New Delhi, 11 June (IANS). The stock of Jansol Engineering Limited (GEL) has fallen by more than 95 percent and this has led to a loss of more than Rs 4,000 crore to investors.
The Jensol Engineering stock closed at the National Stock Exchange (NSE) on Wednesday to close by 2 percent to Rs 51.42. The stock has slipped 95.42 percent from its all-time high.
The market regulatory security and exchange board of India (SEBI) revealed the Fraud of Jansol Engineering for the first time on 15 April.
SEBI had reported that GEL promoters Anmol Singh Jaggi and Puneet Singh Jaggi diverted the loan to buy an electric vehicle (EV) to buy a luxury apartment at DLF’s ‘The Cameleus’ in Grurugram.
According to the regulator, loans taken to purchase electric vehicles for ride—-on service Blussmart were diverted through several institutions and later used for personal benefits.
SEBI investigation revealed that promoter Anmol Singh Jaggi allegedly transferred the company’s fund to family members and used for personal work.
According to the order, Jaggi sent Rs 6.2 crore to his mother and Rs 2.98 crore to his wife.
He also bought luxury items from the company’s money, including Rs 26 lakh on golf set, Rs 17 lakh on shopping in Titan and more than Rs 10 lakh on spa session.

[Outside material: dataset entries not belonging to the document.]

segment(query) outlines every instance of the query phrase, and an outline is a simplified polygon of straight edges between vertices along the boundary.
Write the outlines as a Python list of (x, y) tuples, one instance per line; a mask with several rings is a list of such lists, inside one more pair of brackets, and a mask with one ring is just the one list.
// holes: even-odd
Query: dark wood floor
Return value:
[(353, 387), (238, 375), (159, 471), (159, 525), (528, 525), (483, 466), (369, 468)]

The market regulator found that between 2021 and 2024, Jansol Engineering had taken a loan of Rs 978 crore from two government companies IREDA and PFC.

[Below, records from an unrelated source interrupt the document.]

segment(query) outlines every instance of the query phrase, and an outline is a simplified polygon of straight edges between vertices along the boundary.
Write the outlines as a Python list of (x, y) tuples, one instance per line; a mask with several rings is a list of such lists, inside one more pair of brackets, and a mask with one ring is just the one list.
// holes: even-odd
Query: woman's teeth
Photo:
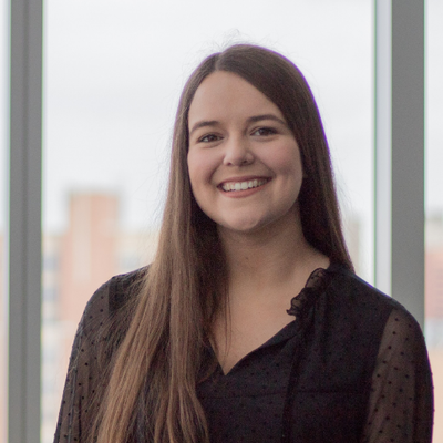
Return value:
[(222, 185), (222, 189), (227, 193), (233, 192), (233, 190), (246, 190), (246, 189), (251, 189), (254, 187), (261, 186), (266, 182), (268, 182), (267, 178), (255, 178), (253, 181), (247, 181), (247, 182), (224, 183)]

Last month, Paraminder Chopra, Chairman and Managing Director of the government company PFC, described the loan to Jansol Engineering as a fraud.
“On the basis of preliminary investigation, we have considered it fraud,” he said.
Chopra further said, “I would like to say that this is a promoter-specific event and we do not believe that there is a risk in the sector. The project does not reflect strategies adopted by PFC’s evaluation method or PFC’s risk-reducing strategies.”